Wednesday, January 07, 2009

Japan '08: Ghibli Museum

Studio Ghibli, of Totoro, Nausicaa and Princess Mononoke fame, operates a small museum on the outskirts of Tokyo, on the edge of Inokashira Park in Mitaka. The Ghibli Bijutsukan isn't a traditional museum so much as an attempt to recreate the ambiance of a Hayao Miyazaki film in three dimensions: the interior space is all dark wood, brass, wrought iron and rough stone; there are alcoves and stairs of doubtful utility everywhere and a lingering smell of cedar in the air. The grounds and even the roof the museum (where the Laputa robot in the photo lives) are landscaped with a chaotic half-wild mix of ferns, grass and trees. The closest thing to an ordinary museum exhibit is probably a studio mock-up, where you are permitted to leaf through original pencil storyboards (my group spent a good 20 minutes very carefully poring over Miyazaki's latest, Ponyo on the Cliff by the Sea). A visit to the Museum is, I suspect, a bit like spending a short vacation inside of Miyazaki's brain.

It's easy to find the Museum from Mitaka Station: just head out of the south exit, and follow the path along the stream angling off to the left, to the park. Or you can just look for the Totoro-themed bus (round trip tickets, purchased from a vending machine at the bus stop, are 300 yen).

Access to the Ghibli Museum is limited to a set number of ticket holders per day, and it tends to sell out well in advance. It's easiest and safest for American visitors to arrange for tickets through JTB before leaving the States. I used JTB for plane tickets and rail passes as well, by the way, and have nothing but good things to say about them; their airfares were cheaper than anything I could find through the usual online sources.

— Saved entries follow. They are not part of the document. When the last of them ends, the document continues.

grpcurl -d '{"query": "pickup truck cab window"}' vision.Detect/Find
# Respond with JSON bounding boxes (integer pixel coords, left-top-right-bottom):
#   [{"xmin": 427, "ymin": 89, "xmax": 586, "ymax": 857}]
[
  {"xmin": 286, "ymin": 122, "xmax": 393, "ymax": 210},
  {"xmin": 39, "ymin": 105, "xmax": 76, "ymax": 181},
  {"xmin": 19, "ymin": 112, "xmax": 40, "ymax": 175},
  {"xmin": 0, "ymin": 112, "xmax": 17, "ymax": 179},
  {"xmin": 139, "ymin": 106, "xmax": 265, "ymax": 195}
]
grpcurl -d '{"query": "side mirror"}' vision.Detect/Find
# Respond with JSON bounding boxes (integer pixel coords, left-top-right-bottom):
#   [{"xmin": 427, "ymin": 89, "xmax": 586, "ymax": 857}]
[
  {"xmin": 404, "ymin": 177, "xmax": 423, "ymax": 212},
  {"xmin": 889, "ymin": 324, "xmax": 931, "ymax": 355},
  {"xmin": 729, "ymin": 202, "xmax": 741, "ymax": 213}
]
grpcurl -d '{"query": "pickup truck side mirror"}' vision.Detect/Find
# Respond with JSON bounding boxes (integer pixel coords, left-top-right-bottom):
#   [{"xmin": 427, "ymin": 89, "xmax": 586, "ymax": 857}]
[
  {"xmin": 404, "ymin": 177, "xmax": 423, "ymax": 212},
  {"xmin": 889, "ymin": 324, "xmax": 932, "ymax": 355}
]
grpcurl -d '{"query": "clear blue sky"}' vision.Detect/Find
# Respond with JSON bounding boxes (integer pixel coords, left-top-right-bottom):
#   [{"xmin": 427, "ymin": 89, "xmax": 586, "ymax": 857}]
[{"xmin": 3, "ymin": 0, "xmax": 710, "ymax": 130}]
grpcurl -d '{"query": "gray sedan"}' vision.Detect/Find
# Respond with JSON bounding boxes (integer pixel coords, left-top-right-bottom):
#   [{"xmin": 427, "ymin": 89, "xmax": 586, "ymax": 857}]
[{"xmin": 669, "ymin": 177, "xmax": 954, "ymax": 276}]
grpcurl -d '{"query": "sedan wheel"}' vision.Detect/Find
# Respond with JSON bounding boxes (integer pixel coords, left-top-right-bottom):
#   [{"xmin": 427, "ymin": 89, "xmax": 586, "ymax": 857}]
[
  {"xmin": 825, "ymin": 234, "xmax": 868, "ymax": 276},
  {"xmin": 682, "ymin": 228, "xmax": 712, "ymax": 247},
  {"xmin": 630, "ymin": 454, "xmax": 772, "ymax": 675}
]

There's a fake ticket booth off to the side of the real entrance to the museum, staffed by Big Totoro. We visited on a national holiday, so the usual Connecticut schlemiels were joined by native guides R.-san and S.-chan, who had the day off.

Photographs aren't allowed inside of the Ghibli Museum, so my visual documentation is limited to the outdoor exhibits. Inside, we saw a film, Whale Hunt, which is one of a series of shorts only available for viewing at the museum. The film rotates every month, and R-san says that she returned in December to see the Totoro spinoff, Mei and the Kitten Bus. Whale Hunt was excellent, but I'm still jealous. Also inside the museum was a room full of animation-related displays and contraptions, the most impressive of which was a bunch of 3-D model tableaus involving Totoros on a table, which created a little looping animation when spun.

Here's me at the stone control panel on the roof. Presumably, only Miyazaki himself knows the incantation that causes the museum to self-destruct. I couldn't even figure out how to make the cafe give me a free beer.

Here we are at the deck outside of the museum eatery, the Straw Hat Cafe. There is a sit-down area inside, but it was totally jammed, so we ordered from the takeout window and ate outside. The menu has sort of a picnic theme, with a limited selection of sandwiches available. The cafe's exclusive brew, Kaze no Tani (Valley of the Wind) Beer, is good stuff, a bit meatier than the usual from Kirin/Sapporo/Asahi.